By Betty Bayer special to the Finger Lakes Times
August’s summer light is giving way to September’s fall equinox in the Finger Lakes. It’s a great time to turn attention to all the things that make this world revolve to illuminate different — and sometimes new — angles on what we think we see, know or understand. That’s also the heart of the National Women’s Hall of Fame, founded in 1969 by a group of citizens wondering about the angle of the sun on women’s lives and worlds. They had tasked themselves with charting the world of American women’s history if told by the public. That is: What did we miss? Who was doing the observing and documenting? Who would the public say were and are the women rewriting the world as we know it? In short: Who are the revolutionary women?

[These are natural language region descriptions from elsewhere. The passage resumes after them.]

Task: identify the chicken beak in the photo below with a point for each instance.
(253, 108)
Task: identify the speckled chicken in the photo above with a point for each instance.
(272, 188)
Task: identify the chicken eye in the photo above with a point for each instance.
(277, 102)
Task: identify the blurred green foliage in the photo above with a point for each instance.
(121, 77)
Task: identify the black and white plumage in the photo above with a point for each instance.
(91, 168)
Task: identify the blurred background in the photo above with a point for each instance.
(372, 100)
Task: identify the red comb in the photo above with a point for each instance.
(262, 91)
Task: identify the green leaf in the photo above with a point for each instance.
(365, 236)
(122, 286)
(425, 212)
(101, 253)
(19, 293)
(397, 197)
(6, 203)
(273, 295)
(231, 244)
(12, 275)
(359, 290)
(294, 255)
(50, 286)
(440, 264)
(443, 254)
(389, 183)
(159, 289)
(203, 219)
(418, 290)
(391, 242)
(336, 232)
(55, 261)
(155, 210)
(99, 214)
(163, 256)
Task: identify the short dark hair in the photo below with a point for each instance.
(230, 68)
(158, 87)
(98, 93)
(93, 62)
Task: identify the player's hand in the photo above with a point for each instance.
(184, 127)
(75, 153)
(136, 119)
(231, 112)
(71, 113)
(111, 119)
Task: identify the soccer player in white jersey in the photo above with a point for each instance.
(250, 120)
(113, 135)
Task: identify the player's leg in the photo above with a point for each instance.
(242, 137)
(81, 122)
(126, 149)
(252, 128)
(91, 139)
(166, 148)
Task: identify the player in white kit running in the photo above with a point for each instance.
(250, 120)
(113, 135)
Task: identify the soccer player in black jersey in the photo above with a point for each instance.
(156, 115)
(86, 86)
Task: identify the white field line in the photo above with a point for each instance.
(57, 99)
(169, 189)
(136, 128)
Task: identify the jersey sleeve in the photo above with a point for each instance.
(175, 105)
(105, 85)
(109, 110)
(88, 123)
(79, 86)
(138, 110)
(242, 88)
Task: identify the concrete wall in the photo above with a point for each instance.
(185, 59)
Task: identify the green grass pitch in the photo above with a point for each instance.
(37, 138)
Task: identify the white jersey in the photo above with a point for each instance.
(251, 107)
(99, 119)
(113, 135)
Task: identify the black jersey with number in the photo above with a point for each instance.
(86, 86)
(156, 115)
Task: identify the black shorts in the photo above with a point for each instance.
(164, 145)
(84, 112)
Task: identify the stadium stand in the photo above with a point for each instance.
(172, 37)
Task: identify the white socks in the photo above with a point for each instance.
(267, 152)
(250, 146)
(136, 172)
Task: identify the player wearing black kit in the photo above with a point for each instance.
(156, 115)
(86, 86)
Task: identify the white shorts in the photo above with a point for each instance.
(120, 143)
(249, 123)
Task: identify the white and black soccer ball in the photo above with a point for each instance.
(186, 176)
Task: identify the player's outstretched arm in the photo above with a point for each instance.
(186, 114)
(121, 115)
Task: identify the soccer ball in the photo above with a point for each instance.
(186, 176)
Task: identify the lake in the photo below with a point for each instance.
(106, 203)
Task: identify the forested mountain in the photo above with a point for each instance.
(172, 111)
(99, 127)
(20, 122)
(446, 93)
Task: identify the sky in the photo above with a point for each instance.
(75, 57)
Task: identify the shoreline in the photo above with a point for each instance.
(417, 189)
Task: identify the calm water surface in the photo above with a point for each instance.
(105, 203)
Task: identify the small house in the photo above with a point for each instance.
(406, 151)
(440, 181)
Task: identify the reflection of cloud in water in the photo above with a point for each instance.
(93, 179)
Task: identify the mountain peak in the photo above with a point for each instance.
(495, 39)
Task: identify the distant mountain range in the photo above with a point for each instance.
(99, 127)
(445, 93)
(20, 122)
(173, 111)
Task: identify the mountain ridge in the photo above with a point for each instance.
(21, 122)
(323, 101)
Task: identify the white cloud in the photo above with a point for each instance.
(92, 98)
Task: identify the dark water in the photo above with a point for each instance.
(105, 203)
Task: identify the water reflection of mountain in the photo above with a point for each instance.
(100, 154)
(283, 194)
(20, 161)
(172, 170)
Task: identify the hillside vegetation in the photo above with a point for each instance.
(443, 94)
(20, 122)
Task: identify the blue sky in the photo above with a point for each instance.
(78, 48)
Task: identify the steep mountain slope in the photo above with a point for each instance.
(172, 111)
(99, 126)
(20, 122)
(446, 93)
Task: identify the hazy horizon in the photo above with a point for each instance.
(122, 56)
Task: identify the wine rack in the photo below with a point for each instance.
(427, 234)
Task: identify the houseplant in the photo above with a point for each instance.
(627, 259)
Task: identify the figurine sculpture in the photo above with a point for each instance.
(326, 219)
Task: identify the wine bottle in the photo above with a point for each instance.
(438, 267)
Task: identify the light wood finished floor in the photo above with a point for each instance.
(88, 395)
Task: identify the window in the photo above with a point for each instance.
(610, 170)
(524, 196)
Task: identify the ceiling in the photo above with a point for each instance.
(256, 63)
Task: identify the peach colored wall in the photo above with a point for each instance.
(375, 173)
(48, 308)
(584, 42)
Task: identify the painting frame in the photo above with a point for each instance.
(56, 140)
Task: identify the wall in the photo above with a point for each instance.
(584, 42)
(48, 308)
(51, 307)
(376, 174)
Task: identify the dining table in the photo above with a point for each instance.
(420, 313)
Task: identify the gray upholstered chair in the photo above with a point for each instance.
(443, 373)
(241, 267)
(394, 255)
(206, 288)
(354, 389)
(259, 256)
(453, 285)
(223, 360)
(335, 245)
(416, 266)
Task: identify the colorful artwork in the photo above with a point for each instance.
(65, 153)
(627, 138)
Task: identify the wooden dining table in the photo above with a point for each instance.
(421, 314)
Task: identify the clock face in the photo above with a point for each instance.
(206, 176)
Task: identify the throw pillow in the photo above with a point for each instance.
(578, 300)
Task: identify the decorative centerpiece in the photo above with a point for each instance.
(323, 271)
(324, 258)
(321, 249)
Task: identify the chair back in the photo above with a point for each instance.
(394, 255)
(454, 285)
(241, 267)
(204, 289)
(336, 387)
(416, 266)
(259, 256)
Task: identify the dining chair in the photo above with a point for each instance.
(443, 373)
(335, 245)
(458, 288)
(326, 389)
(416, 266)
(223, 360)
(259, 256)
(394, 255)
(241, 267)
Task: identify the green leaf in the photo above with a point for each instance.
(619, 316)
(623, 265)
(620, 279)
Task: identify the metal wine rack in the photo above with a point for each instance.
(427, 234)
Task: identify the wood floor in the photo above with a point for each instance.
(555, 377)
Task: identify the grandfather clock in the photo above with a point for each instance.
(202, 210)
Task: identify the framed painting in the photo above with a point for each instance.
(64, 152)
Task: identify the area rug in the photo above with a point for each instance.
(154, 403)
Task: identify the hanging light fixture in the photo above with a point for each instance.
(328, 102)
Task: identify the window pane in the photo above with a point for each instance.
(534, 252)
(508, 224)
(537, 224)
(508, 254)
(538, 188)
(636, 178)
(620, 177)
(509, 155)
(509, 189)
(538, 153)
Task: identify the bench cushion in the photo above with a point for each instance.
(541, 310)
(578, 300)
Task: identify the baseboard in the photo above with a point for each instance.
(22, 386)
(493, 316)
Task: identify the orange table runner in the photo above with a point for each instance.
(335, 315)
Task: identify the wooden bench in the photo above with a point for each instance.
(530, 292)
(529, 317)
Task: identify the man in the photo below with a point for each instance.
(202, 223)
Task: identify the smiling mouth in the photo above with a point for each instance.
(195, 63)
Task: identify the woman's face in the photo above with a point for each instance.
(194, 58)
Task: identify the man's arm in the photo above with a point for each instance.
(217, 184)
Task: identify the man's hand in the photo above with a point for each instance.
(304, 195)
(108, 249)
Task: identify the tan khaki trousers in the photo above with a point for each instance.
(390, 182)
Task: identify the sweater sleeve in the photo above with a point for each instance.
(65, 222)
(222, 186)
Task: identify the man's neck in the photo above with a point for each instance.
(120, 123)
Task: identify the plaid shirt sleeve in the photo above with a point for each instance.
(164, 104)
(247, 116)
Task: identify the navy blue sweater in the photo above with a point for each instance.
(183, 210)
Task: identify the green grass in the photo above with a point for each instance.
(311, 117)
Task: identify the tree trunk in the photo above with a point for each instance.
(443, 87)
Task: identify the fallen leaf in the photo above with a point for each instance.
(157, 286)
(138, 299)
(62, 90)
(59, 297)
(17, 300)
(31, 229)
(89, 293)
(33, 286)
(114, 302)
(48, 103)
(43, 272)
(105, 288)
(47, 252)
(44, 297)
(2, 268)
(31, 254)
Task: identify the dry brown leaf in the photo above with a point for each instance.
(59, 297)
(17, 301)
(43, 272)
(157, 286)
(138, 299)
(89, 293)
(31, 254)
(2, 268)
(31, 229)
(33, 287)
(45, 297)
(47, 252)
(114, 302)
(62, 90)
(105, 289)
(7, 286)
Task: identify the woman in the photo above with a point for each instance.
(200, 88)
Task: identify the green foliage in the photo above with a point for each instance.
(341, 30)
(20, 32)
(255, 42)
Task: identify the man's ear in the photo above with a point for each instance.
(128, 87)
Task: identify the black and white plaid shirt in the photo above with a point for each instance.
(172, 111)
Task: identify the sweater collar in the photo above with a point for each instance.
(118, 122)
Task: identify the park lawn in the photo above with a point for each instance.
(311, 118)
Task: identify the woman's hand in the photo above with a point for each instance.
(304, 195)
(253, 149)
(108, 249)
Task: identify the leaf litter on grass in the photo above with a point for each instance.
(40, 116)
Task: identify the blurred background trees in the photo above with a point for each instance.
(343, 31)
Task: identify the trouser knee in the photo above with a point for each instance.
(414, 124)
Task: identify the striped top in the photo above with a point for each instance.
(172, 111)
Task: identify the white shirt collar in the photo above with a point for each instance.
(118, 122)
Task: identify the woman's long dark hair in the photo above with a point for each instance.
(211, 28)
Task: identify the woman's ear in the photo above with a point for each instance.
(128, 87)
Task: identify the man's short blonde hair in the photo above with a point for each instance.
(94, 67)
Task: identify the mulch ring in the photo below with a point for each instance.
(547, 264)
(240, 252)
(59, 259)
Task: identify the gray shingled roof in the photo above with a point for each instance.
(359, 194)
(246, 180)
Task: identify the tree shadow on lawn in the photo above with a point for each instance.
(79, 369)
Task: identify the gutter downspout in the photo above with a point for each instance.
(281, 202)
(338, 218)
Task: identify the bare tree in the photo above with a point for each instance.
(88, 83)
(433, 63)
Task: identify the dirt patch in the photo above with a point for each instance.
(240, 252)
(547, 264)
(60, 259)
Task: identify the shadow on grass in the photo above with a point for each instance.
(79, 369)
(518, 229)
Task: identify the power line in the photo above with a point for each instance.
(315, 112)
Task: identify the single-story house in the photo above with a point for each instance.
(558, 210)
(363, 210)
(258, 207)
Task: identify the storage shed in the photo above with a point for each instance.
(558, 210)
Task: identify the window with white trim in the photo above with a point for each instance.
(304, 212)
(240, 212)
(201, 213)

It was and is a bold mission, and its steadfast work has led to a museum that has outgrown its space — that’s news worth celebrating and all about our rehabilitation of the 1844 Seneca Knitting Mill. This Sept. 16 the Hall inducts 10 women, making its record-to-date 276 women writing the American story. But that’s the narrative from the Hall’s side. Recent interviews with some of the 10 inductees coming to Seneca Falls this month to receive their honors tell what it means to become recognized as part of a group making history in the nation’s oldest membership and public women’s history museum. This is worthy of its own telling as the Hall nears its 50th anniversary.